Basterebbe, almeno su questo tema, cancellare ipocrisia e doppiopesismi
Lungi da noi, allora, replicare quel becero giustizialismo quando tocca agli altri: l’Inter e i suoi tesserati non sono indagati e nessuno auspica chissà quali sentenze. Si tratta di una piaga di ordine pubblico che per prime le autorità dovrebbero aiutare ad affrontare, non lasciando sole le società.
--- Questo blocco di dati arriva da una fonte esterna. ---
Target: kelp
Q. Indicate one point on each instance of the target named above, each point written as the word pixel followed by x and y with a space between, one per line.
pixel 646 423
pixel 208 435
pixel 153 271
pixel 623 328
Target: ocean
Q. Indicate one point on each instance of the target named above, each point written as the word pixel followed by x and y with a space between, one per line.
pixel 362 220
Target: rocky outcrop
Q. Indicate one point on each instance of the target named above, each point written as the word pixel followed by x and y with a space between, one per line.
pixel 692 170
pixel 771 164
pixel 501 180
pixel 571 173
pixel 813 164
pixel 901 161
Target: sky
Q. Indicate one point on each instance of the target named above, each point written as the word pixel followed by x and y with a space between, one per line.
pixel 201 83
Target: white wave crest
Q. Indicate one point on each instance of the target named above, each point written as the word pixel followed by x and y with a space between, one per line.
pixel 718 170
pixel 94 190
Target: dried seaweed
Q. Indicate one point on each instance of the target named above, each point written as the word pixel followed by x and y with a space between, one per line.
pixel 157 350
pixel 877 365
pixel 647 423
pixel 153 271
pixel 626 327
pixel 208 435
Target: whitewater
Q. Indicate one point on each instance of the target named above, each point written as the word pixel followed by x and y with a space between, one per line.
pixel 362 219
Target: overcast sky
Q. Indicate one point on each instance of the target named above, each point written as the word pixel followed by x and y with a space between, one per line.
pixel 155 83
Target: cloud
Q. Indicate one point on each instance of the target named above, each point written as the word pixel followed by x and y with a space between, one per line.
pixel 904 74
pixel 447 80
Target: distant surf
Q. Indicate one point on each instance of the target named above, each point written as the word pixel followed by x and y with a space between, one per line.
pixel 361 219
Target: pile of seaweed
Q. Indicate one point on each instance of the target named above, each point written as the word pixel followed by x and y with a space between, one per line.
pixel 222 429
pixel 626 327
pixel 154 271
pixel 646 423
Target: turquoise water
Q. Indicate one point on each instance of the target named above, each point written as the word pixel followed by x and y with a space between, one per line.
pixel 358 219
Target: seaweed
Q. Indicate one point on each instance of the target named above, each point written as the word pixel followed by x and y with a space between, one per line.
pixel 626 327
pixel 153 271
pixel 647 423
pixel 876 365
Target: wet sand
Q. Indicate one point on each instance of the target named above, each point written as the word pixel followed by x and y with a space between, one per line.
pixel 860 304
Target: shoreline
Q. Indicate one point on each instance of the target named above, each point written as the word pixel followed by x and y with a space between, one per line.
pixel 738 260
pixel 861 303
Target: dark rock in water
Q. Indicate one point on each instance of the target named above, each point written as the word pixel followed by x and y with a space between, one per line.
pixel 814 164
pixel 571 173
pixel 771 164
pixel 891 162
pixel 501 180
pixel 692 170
Basterebbe, però, almeno su questo tema, cancellare ipocrisia e doppiopesismi: la questione già sgonfiata su tanti media, affrontata su carta stampata e tv come il rapporto tra la società e gli “ultrà”, come se non vi fosse anche il collegamento con la criminalità organizzata, come se quanto scritto anni fa sulla Juve oggi non valesse più; l’articolo 4 sulla slealtà sportiva che – direbbe l’artista - “po’ esse piuma e po’ esse fero”: due anni fa è stato “fero”, oggi pare diventato “piuma”; gli inviti plurimi da parte delle istituzioni sportive alla cautela, dopo anni in cui questo termine era stato abolito dalla giustizia sportiva; la corsa a definire le società coinvolte “parti lese”, non gradita perfino da Nando Dalla Chiesa, interista, che le istituzioni le conosce più di tutti noi e si pone domande come una mosca bianca in un mare di silenzio e indifferenza dal fronte dei solitamente attivissimi e loquaci comunicatori e vip nerazzurri (illustri direttori di testate giornalistiche compresi); il tifo palesato dal procuratore perfino in conferenza stampa, il focus da spostare; l'allenatore che spiega di non avere mai subito minacce dai capi ultras, semplicemente spingeva con la società per dare più biglietti del consentito e avere più tifo - aggirando dunque le norme della giustizia sportiva -, ma trova comunque uno spazio minimo in prima pagina, perché a quanto pare la questione ha già perso interesse.